But in opposition to General Paoli rose up with wild clamor the other party, the party of young, enthusiastic heads, who were intoxicated with the democratic ideas which had obtained the sway in France, and which they imagined, so great was their impassioned devotedness to them, possessed the power and the ability to conquer the whole world.
At the head of this second party, which claimed unconditional adherence to France, to the members of the Convention—at the head of this fanatical, Corsican, republican, and Jacobin party, stood the Bonaparte family, and above them all the two brothers Joseph and Napoleon.
Joseph was now, in the year 1793, chief justice of the tribunal of Ajaccio; Napoleon, who was captain of artillery in the French army of Italy, had then obtained leave of absence to visit his family. Both brothers had been hitherto the most affectionate and intimate admirers of Paoli, and especially Napoleon, who, from his earliest childhood, had cherished the most unbounded admiration for the patriot who preferred exile to a dependent grandeur in Corsica. Even now, since Paoli’s return to Corsica, and Napoleon had had many opportunities to see him, his admiration. for the great chief had lost nothing of its force or vitality. Paoli seemed sincerely to return this inclination of Napoleon and of his brother, and in the long evening walks, which both brothers made with him, Napoleon’s mind opened itself, before his old, experienced companion, the great general, the noble republican, with a freedom and a candor such as he had never manifested to others. With subdued admiration Paoli listened to his short, energetic explanations, to his descriptions, to his war-schemes, to his warm enthusiasm for the republic; and one day, carried away by the warmth of the young captain of artillery, the general, fixing his glowing eyes upon him, exclaimed: “Young man, you are modelled after the antique; you belong to Plutarch!”
“And to General Paoli!” replied Napoleon, eagerly, as he pressed his friend’s hand affectionately in his own.
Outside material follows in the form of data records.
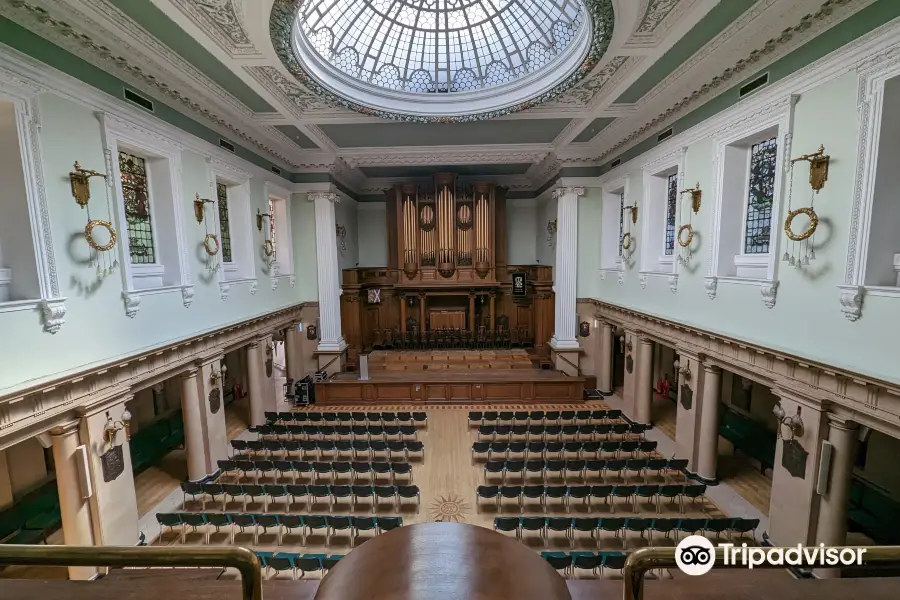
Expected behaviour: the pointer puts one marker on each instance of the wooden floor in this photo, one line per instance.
(447, 479)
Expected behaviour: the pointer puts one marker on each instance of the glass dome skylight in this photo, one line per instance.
(440, 60)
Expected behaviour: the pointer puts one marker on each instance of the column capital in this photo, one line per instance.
(565, 191)
(327, 196)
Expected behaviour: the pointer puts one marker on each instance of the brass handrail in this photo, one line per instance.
(645, 559)
(242, 559)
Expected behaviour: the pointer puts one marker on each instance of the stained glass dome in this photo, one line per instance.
(441, 59)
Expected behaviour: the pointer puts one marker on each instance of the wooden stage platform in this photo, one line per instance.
(452, 377)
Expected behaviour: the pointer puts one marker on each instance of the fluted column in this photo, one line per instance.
(832, 524)
(604, 370)
(73, 508)
(643, 401)
(565, 270)
(192, 414)
(256, 380)
(328, 274)
(708, 437)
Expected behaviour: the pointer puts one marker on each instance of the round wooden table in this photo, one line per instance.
(442, 561)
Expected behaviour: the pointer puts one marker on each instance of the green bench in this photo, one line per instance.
(874, 513)
(750, 437)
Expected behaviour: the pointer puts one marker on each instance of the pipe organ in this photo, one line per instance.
(447, 230)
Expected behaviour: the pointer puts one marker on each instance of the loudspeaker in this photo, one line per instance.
(84, 471)
(824, 467)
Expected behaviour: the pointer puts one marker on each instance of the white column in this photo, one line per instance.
(565, 270)
(329, 274)
(74, 509)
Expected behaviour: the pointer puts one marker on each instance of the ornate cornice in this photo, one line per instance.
(221, 21)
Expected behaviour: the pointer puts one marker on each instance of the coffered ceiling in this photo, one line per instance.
(214, 62)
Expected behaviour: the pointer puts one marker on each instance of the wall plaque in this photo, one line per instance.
(112, 463)
(215, 400)
(519, 284)
(687, 397)
(793, 458)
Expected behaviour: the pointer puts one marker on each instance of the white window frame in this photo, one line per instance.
(242, 268)
(24, 97)
(611, 260)
(872, 79)
(778, 117)
(283, 268)
(652, 211)
(118, 133)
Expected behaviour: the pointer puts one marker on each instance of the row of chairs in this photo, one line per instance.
(590, 431)
(306, 524)
(592, 525)
(292, 492)
(351, 418)
(526, 450)
(566, 562)
(544, 417)
(582, 468)
(291, 561)
(316, 470)
(588, 493)
(352, 448)
(308, 432)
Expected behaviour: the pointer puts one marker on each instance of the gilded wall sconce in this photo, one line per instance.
(801, 250)
(199, 205)
(341, 233)
(112, 428)
(259, 217)
(81, 187)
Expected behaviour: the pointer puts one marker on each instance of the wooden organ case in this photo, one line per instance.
(447, 272)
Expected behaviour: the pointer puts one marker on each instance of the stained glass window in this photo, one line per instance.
(137, 208)
(621, 220)
(224, 229)
(763, 157)
(671, 207)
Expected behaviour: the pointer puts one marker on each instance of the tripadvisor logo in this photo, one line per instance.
(696, 555)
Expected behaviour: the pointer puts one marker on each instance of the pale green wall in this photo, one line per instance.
(97, 329)
(806, 320)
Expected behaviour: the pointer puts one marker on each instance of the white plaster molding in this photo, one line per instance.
(872, 75)
(768, 290)
(851, 297)
(673, 283)
(132, 303)
(187, 295)
(54, 311)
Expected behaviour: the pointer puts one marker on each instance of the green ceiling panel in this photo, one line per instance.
(166, 31)
(861, 23)
(596, 126)
(466, 170)
(702, 33)
(296, 136)
(389, 134)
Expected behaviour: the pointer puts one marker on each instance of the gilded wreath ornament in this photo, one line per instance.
(811, 229)
(89, 235)
(212, 251)
(682, 242)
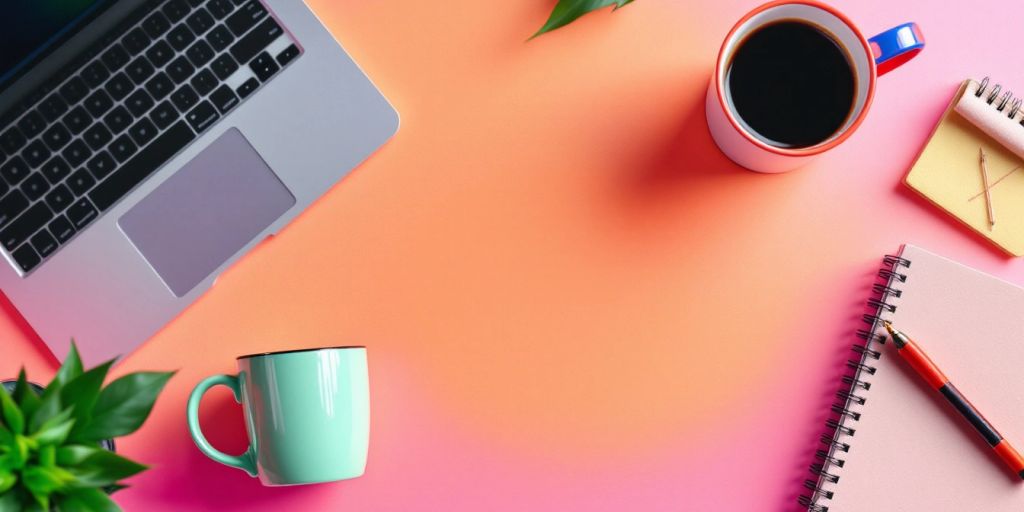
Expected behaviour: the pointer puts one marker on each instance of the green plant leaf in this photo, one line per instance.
(12, 416)
(87, 500)
(71, 369)
(83, 391)
(7, 480)
(103, 468)
(567, 11)
(73, 455)
(41, 482)
(123, 407)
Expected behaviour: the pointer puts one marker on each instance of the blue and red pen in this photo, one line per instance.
(935, 378)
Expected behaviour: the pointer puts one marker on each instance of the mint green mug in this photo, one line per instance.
(307, 415)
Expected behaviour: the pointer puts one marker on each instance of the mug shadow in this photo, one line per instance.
(212, 485)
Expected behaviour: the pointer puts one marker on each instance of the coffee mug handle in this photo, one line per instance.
(246, 461)
(895, 46)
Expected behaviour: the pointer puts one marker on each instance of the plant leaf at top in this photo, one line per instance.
(83, 391)
(123, 407)
(567, 11)
(87, 500)
(12, 416)
(25, 395)
(71, 369)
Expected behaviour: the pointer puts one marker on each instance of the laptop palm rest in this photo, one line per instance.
(206, 212)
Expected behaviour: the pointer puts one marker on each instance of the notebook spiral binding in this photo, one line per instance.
(993, 98)
(841, 428)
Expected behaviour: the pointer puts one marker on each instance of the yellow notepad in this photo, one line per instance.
(948, 173)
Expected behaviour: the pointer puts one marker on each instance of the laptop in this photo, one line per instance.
(145, 145)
But now this harmonious concord between General Paoli and the young men was destroyed by the passion of party views. Joseph as well as Napoleon belonged to the French party; they soon became its leaders; they were at the head of the club which they had organized according to the maxims and principles of the Jacobin Club in Paris, and to which they gave the same name.
In this Jacobin Club at Ajaccio Napoleon made speeches full of glowing enthusiasm for the French republic, for the ideas of freedom; in this club he enjoined on the people of Corsica to adhere loyally to France, to keep fast and to defend with life and blood the acquired liberty of republican France, to regard and drive away as traitors to their country all those who dared guide the Corsican people on another track.